Possibly "cloud" solutions. An example could be CarbonCopy and DATTO. Just
to name them as examples as opposed to recommending those specific products.

Or (and I can't believe I'm going to suggest this!) Microsoft DFS
replication.

Just some other thoughts on the subject....

Bill

-----Original Message-----
From: ADSM: Dist Stor Manager [mailto:ADSM-L AT VM.MARIST DOT EDU] On Behalf Of
Bent Christensen
Sent: Wednesday, January 16, 2013 11:25 AM
To: ADSM-L AT VM.MARIST DOT EDU
Subject: Re: [ADSM-L] TSM 1st full backup of remote low-bandwidth nodes

Andy,

I do not totally agree with you here.

The main issue for us is to get all 107 remote sites converted to TSM
reasonably fast to save maintenance and service fees on the existing backup
solutions. With the laptop server solution we predict the turn-around time
for each laptop to be around 2 weeks, which includes sending the laptop to
the remote site, back up all data, send the laptop back to the backup
center, export the node. With say 10 laptops this will take at least 6
months.

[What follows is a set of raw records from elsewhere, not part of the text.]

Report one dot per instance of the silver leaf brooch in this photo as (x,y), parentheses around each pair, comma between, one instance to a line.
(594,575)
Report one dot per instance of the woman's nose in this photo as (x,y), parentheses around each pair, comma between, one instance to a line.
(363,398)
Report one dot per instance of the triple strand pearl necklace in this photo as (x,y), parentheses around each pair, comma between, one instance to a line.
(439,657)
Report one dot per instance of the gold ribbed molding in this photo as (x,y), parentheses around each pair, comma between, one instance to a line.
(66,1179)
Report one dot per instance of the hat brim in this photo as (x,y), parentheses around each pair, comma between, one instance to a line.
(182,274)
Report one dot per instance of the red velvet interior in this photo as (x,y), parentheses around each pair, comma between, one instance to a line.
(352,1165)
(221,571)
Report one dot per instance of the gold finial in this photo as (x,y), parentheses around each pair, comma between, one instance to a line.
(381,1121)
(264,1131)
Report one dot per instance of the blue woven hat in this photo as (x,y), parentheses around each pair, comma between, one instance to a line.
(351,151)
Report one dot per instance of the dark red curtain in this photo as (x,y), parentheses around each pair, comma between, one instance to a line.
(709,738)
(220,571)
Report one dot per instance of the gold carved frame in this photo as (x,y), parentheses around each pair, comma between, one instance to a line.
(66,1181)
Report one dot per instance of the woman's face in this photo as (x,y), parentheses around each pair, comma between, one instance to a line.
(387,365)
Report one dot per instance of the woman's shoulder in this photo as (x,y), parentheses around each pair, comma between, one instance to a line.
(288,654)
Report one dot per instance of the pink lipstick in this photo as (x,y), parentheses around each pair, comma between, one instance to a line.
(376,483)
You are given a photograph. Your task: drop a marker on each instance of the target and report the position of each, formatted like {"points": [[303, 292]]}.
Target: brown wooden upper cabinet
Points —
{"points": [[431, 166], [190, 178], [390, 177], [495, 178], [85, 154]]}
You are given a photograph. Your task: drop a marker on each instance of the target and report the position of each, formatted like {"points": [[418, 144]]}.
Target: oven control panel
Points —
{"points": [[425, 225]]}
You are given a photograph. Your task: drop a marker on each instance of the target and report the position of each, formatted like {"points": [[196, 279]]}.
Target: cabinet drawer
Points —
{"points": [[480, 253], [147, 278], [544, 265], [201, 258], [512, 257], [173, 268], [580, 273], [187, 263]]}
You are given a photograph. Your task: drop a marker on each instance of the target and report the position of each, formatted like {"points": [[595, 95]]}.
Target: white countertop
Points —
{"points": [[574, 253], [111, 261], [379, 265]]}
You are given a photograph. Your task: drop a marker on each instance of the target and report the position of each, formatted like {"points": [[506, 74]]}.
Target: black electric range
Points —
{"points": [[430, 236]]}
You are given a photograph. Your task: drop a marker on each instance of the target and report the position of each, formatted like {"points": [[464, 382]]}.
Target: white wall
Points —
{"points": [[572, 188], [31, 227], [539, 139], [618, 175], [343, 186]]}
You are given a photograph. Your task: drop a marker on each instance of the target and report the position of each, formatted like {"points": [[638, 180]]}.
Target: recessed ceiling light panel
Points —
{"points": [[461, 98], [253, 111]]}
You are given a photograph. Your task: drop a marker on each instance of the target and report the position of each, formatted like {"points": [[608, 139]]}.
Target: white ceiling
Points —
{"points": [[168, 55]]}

We could buy more laptops but we cannot charge the expenses to the
remote sites, and we are stuck with the laptops afterwards ...

Disaster restores is a very different ball game. Costs will not be a big
issue and we have approved plans for recovering any remote site within 48
hours, which for a few sites includes chartering an aircraft to transport
hardware and a technician.

 - Bent



-----Original Message-----
From: ADSM: Dist Stor Manager [mailto:ADSM-L AT VM.MARIST DOT EDU] On Behalf Of
Huebner, Andy
Sent: Tuesday, January 15, 2013 5:17 PM
To: ADSM-L AT VM.MARIST DOT EDU
Subject: Re: [ADSM-L] TSM 1st full backup of remote low-bandwidth nodes

You should use the same method to seed the first backup as you plan to use
to restore the data.
When you look at it that way a laptop and big external drive is not that
expensive.


Andy Huebner

-----Original Message-----
From: ADSM: Dist Stor Manager [mailto:ADSM-L AT VM.MARIST DOT EDU] On Behalf Of
Bent Christensen
Sent: Tuesday, January 15, 2013 9:37 AM
To: ADSM-L AT VM.MARIST DOT EDU
Subject: [ADSM-L] TSM 1st full backup of remote low-bandwidth nodes

Hi,

We are starting up a backup consolidation project where we are going to
implement TSM 6.3 clients in all our 100+ remote sites and having them back
up over the WAN to a few well-placed TSM backup datacenters.

We have been through similar projects with selected sites a few times
before, but this time the sites are larger and the bandwidth/latency worse,
so there is little room for configuration mishaps ;-)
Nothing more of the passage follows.